Fakes: Rachel Reeves, the fake Labour Chancellor, with her fake Labour leader, Keir Starmer.

I don’t know what image Rachel Reeves hoped to present with her stage-managed interview in The Guardian yesterday (Monday, July 10, 2023) – but the one we got was utterly, utterly awful.

If you’ve got a strong stomach, read the article and you’ll see what I mean about stage-management. She comes across as a total fake.

The really disgraceful stuff is in the segment about Ken Loach. The legendary film director was expelled from Labour in August 2021. It came amid accusations of anti-Semitism but that was never given as the reason for pushing him out.

So in the article we get this from Reeves:

(Loach himself was expelled from Labour in 2021 for appearing on a Labour Against the Witchhunt platform way before that organisation was proscribed by the party. The group was formed to campaign against what were seen as politically motivated allegations of antisemitism in the Labour party). This doesn’t sound like a broad coalition, does it? “Look, Keir’s No 1 thing when he became leader was he was going to tear out antisemitism at the roots, and that means there is a zero-tolerance approach.”

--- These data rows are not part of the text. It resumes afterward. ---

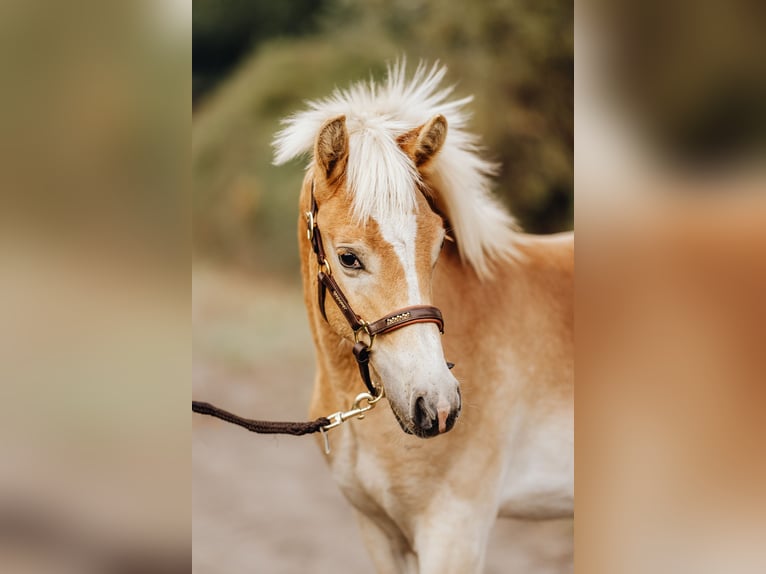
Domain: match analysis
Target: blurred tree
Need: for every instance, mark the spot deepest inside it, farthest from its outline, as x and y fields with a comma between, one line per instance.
x=515, y=56
x=225, y=30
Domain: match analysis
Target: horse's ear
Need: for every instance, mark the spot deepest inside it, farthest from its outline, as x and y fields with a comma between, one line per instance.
x=424, y=142
x=331, y=148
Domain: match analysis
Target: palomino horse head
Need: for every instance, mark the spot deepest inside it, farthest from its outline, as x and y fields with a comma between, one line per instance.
x=385, y=261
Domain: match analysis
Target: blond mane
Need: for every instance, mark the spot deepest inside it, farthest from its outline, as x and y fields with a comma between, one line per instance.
x=381, y=176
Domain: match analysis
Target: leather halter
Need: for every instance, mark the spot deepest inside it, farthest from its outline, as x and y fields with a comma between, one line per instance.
x=391, y=322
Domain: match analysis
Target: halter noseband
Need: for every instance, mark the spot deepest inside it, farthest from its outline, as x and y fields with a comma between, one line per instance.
x=391, y=322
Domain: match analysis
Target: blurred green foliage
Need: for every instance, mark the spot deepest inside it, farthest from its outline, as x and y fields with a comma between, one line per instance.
x=514, y=56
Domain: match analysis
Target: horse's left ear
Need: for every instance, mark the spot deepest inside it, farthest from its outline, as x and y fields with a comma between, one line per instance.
x=424, y=142
x=331, y=148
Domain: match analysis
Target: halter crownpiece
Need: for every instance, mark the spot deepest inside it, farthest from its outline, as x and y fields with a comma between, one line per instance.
x=391, y=322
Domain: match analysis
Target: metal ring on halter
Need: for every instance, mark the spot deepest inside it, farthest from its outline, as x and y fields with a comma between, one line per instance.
x=365, y=326
x=324, y=266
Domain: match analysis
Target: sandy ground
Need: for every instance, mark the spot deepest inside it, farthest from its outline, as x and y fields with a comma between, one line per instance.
x=267, y=504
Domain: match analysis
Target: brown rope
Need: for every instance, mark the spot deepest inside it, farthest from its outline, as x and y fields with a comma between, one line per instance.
x=261, y=427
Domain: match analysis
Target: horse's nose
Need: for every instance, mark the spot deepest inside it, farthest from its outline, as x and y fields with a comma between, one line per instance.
x=431, y=420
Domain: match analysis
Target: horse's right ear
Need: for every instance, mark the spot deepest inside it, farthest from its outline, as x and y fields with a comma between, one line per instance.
x=331, y=148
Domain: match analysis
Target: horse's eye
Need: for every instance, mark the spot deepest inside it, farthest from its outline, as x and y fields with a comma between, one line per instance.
x=350, y=261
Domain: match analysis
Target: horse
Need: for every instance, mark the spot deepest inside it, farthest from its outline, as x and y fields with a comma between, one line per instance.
x=397, y=220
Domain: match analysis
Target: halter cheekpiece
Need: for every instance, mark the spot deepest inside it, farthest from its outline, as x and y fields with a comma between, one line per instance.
x=396, y=320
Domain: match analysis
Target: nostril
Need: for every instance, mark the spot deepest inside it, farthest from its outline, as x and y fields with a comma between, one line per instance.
x=422, y=417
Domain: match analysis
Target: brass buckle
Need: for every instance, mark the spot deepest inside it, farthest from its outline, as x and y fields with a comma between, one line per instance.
x=365, y=327
x=310, y=225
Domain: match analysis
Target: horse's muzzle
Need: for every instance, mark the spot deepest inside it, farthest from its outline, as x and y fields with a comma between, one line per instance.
x=429, y=421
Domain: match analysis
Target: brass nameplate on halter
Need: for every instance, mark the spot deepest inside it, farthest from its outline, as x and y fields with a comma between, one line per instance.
x=397, y=318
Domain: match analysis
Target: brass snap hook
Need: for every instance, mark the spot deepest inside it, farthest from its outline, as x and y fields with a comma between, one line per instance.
x=310, y=225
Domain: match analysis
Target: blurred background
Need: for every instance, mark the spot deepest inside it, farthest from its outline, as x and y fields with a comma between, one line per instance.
x=269, y=504
x=257, y=62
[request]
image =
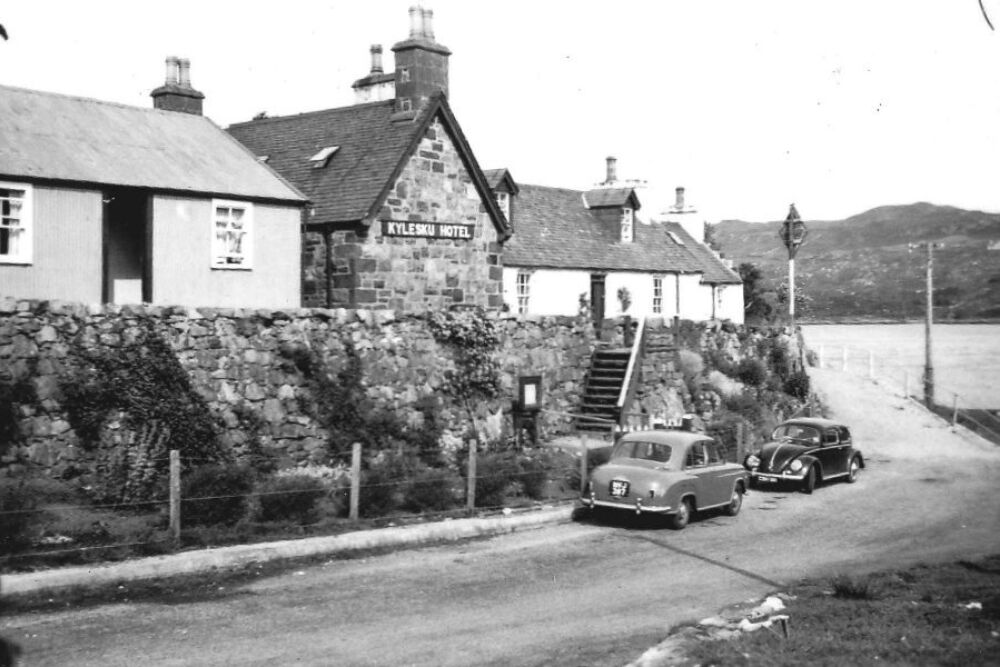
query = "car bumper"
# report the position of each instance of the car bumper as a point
(769, 477)
(638, 507)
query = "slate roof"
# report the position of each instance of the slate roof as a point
(556, 230)
(48, 136)
(373, 148)
(617, 197)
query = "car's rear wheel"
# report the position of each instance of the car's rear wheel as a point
(809, 483)
(853, 470)
(735, 503)
(682, 516)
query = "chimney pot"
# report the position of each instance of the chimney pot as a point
(416, 22)
(612, 170)
(376, 51)
(172, 71)
(184, 78)
(428, 16)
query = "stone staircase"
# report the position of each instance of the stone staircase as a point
(603, 387)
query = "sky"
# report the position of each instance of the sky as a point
(836, 105)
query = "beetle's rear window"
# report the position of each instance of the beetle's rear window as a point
(637, 449)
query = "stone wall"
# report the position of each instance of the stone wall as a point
(238, 361)
(411, 274)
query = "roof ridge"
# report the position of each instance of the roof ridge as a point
(94, 100)
(315, 112)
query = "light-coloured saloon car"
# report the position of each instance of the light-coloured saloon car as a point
(672, 473)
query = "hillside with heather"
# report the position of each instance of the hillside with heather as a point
(863, 266)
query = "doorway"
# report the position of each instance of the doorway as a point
(126, 247)
(597, 299)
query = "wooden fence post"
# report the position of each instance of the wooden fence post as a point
(470, 489)
(175, 495)
(740, 445)
(355, 481)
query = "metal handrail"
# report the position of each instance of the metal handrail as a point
(630, 370)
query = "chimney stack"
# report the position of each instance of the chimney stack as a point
(376, 51)
(416, 22)
(176, 93)
(428, 20)
(421, 65)
(173, 70)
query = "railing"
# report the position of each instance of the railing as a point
(910, 385)
(630, 381)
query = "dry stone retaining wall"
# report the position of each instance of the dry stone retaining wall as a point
(239, 360)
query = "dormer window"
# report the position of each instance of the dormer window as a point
(503, 201)
(322, 158)
(628, 228)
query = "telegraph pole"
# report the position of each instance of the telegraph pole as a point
(928, 362)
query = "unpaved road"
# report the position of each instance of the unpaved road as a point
(573, 594)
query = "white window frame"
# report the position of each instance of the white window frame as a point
(628, 225)
(25, 226)
(220, 255)
(523, 291)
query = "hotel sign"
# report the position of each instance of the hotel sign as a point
(427, 230)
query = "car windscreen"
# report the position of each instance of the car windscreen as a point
(639, 449)
(797, 433)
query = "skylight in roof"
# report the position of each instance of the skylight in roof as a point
(321, 158)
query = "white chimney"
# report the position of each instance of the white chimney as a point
(172, 71)
(428, 16)
(184, 74)
(416, 22)
(376, 51)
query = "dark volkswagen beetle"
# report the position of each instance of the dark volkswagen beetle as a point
(806, 451)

I tell her I am Jewish and that I agree with a zero-tolerance approach to antisemitism, but the party is so gung-ho that it is now labelling people antisemitic who simply aren’t – and there is a danger of destroying lives in the process.

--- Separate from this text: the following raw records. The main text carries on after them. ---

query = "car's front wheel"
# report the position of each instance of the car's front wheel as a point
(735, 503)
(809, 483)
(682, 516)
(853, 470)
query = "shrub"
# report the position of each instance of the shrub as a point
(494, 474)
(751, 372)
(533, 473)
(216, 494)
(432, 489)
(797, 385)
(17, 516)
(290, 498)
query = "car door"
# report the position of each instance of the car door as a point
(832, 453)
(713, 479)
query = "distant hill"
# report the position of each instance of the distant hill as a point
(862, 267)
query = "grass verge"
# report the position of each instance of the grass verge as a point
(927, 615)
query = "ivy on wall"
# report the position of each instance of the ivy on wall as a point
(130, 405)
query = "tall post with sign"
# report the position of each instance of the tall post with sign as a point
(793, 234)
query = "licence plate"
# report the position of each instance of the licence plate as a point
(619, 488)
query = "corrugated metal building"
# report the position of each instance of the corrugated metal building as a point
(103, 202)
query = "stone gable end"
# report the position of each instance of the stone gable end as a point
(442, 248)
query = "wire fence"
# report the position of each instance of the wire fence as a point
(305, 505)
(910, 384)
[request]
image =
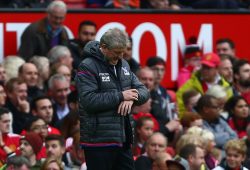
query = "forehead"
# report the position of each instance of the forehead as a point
(88, 28)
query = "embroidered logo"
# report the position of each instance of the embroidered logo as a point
(105, 77)
(126, 72)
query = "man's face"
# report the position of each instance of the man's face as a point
(19, 93)
(40, 127)
(224, 48)
(198, 159)
(159, 71)
(30, 74)
(2, 74)
(114, 55)
(5, 123)
(44, 110)
(2, 96)
(128, 51)
(87, 33)
(67, 60)
(208, 74)
(244, 75)
(234, 158)
(156, 144)
(26, 149)
(60, 92)
(147, 78)
(226, 70)
(54, 149)
(56, 17)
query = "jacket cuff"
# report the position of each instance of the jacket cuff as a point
(121, 98)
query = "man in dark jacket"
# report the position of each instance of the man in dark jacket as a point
(107, 90)
(39, 37)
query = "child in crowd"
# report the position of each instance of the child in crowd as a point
(235, 155)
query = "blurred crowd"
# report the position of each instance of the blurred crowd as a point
(133, 4)
(204, 124)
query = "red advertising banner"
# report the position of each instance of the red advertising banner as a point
(161, 34)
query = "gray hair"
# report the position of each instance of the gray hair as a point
(57, 52)
(56, 77)
(114, 38)
(58, 4)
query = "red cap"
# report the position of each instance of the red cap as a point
(210, 60)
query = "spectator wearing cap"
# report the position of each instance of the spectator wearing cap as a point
(161, 100)
(204, 79)
(192, 56)
(241, 84)
(225, 46)
(30, 145)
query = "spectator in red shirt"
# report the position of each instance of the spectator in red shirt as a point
(8, 142)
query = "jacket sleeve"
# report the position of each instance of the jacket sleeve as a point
(90, 97)
(143, 91)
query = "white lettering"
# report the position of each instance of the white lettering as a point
(18, 28)
(161, 45)
(178, 40)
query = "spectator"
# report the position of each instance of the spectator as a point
(42, 108)
(192, 63)
(18, 104)
(194, 155)
(239, 117)
(108, 88)
(161, 101)
(59, 90)
(225, 46)
(39, 37)
(146, 76)
(8, 142)
(2, 96)
(18, 162)
(29, 74)
(134, 65)
(60, 55)
(235, 155)
(209, 108)
(143, 130)
(30, 145)
(42, 65)
(156, 143)
(86, 32)
(203, 79)
(61, 69)
(52, 163)
(11, 65)
(226, 68)
(241, 84)
(190, 99)
(55, 147)
(191, 119)
(3, 76)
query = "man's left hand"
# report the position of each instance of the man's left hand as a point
(125, 107)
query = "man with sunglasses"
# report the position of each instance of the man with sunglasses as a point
(39, 37)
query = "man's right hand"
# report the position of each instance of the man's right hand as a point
(131, 94)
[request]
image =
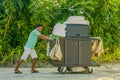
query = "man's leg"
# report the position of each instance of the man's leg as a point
(18, 65)
(34, 60)
(33, 64)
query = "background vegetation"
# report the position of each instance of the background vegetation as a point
(19, 17)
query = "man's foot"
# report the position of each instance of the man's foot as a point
(34, 71)
(17, 72)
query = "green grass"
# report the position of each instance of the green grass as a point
(108, 57)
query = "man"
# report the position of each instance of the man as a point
(29, 49)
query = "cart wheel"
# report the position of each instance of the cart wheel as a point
(88, 70)
(68, 68)
(61, 69)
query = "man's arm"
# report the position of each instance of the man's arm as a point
(44, 37)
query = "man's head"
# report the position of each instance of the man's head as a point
(39, 27)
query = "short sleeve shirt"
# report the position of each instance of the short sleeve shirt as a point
(32, 39)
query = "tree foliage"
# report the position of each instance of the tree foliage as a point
(19, 17)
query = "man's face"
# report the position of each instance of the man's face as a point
(39, 28)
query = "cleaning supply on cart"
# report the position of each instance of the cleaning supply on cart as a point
(55, 53)
(58, 31)
(76, 20)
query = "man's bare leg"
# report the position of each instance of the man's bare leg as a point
(18, 65)
(33, 65)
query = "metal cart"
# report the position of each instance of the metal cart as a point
(76, 49)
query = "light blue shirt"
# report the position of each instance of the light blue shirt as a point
(32, 39)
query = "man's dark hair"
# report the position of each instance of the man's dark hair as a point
(39, 25)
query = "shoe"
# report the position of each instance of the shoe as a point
(18, 72)
(34, 71)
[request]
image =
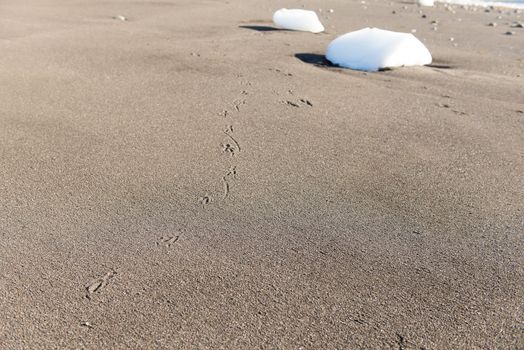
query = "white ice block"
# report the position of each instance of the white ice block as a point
(296, 19)
(371, 49)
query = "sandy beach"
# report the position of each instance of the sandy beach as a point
(187, 176)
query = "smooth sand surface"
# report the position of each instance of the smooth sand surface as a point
(194, 178)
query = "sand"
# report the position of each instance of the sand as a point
(193, 178)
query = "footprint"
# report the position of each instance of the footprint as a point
(299, 103)
(232, 172)
(206, 200)
(231, 147)
(100, 283)
(238, 103)
(228, 148)
(168, 241)
(224, 113)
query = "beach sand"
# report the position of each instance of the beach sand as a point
(191, 177)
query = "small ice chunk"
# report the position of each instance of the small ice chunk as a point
(371, 49)
(426, 2)
(296, 19)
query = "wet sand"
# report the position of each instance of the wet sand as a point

“Well, look, I’m not on the bodies that make those decisions, so I don’t know the details of that case. But it is so important that we are seen to – and we do – tackle antisemitism. Ken Loach, you might like his films, but his views … well, certainly, they are not ones I share.”

That doesn’t make him antisemitic, I say.

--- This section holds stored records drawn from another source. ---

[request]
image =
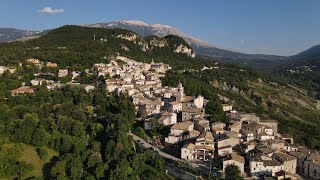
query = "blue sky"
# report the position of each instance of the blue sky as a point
(281, 27)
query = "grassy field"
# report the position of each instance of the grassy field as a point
(30, 156)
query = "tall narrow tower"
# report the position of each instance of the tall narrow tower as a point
(180, 92)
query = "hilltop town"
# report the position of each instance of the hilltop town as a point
(247, 141)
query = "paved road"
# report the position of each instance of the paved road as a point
(180, 173)
(147, 145)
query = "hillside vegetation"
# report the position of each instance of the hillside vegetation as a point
(88, 130)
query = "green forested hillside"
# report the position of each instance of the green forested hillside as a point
(87, 131)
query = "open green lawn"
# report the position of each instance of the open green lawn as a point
(30, 156)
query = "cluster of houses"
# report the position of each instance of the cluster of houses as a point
(252, 144)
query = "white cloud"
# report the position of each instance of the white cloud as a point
(50, 10)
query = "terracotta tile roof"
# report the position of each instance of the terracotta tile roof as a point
(234, 157)
(282, 157)
(194, 133)
(174, 103)
(190, 146)
(182, 125)
(205, 147)
(206, 135)
(192, 110)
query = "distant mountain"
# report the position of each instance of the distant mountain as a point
(11, 34)
(200, 47)
(313, 52)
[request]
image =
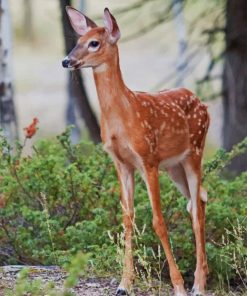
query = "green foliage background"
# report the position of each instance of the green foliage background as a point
(65, 198)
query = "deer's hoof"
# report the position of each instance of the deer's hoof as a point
(121, 292)
(196, 292)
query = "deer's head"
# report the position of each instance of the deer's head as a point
(96, 44)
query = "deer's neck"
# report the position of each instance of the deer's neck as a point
(112, 92)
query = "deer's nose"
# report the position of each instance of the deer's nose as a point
(66, 62)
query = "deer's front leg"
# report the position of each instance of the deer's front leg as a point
(126, 179)
(152, 181)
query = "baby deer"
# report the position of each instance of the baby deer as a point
(146, 131)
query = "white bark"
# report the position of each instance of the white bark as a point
(7, 112)
(182, 44)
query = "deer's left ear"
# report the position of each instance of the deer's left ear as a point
(111, 26)
(80, 23)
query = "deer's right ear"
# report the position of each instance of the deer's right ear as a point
(111, 26)
(80, 23)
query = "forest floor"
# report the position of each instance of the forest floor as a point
(92, 286)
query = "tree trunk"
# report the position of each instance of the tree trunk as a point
(28, 21)
(182, 44)
(8, 120)
(235, 80)
(76, 89)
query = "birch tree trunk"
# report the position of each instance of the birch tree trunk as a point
(8, 120)
(235, 80)
(179, 22)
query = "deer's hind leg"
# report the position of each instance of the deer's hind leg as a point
(150, 174)
(192, 168)
(126, 179)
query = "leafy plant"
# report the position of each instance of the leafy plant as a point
(65, 198)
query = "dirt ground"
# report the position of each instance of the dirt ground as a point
(92, 286)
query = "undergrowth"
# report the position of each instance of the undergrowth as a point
(64, 198)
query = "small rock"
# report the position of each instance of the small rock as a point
(113, 281)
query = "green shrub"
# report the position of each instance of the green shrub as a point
(65, 198)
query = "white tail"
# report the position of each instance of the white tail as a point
(146, 132)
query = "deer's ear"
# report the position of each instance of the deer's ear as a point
(111, 26)
(80, 23)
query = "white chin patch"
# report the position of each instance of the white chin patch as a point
(93, 49)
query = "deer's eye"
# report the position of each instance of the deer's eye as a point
(93, 44)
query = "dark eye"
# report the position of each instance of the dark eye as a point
(94, 44)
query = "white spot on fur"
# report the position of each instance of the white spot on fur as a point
(101, 68)
(174, 160)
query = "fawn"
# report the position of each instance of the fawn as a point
(146, 131)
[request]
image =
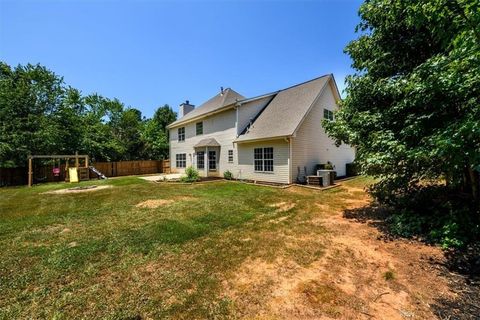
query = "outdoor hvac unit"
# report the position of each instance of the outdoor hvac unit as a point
(327, 177)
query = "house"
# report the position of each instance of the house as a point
(276, 137)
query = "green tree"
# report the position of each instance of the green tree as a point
(413, 105)
(155, 133)
(30, 96)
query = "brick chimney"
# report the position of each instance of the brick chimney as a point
(185, 108)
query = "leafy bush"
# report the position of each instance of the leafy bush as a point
(351, 169)
(228, 175)
(191, 175)
(323, 166)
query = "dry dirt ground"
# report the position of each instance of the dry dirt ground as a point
(359, 276)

“You don’t think Ken Loach is antisemitic? OK. Well, I think we might have to agree to differ.”

Why does she think he is antisemitic? “Look, I’m not on the bodies that make these decisions, but I think it’s right we have a zero-tolerance approach,” she repeats.

You can’t make such an accusation without supporting it, I say.

“Well, look, I’m not on the body who makes these decisions,” she repeats yet again. Loach later tells me there was no due process in his expulsion: he was just told he was unfit to be a party member; antisemitism wasn’t mentioned.

She couldn’t support her claim that Mr Loach was anti-Semitic for one simple reason: he isn’t. And Labour doesn’t have any evidence to the contrary.

But I’ll tell you who was anti-Semitic: Nancy Astor.

Why do I mention this? Because of this:

If you want proof of Reeves’s support for Astor, I can provide it – because I called on Labour’s then-General Secretary to do something about it:

I never heard back from Jennie Formby. It seems that, like the Tories, the Labour leadership follows a One-Rule-For-You, A-Different-Rule-For-Us principle.

We can follow this through to some of the other things Reeves has said lately, like her refusal to commit to paying public sector workers a fair wage:

Public sector workers have seen their pay crumble away under the Tory government. Reeves, as a member of Parliament, has had her own pay shored up with public money, and her pay packet is worth as much in real terms as it was in 2010 when she was first elected.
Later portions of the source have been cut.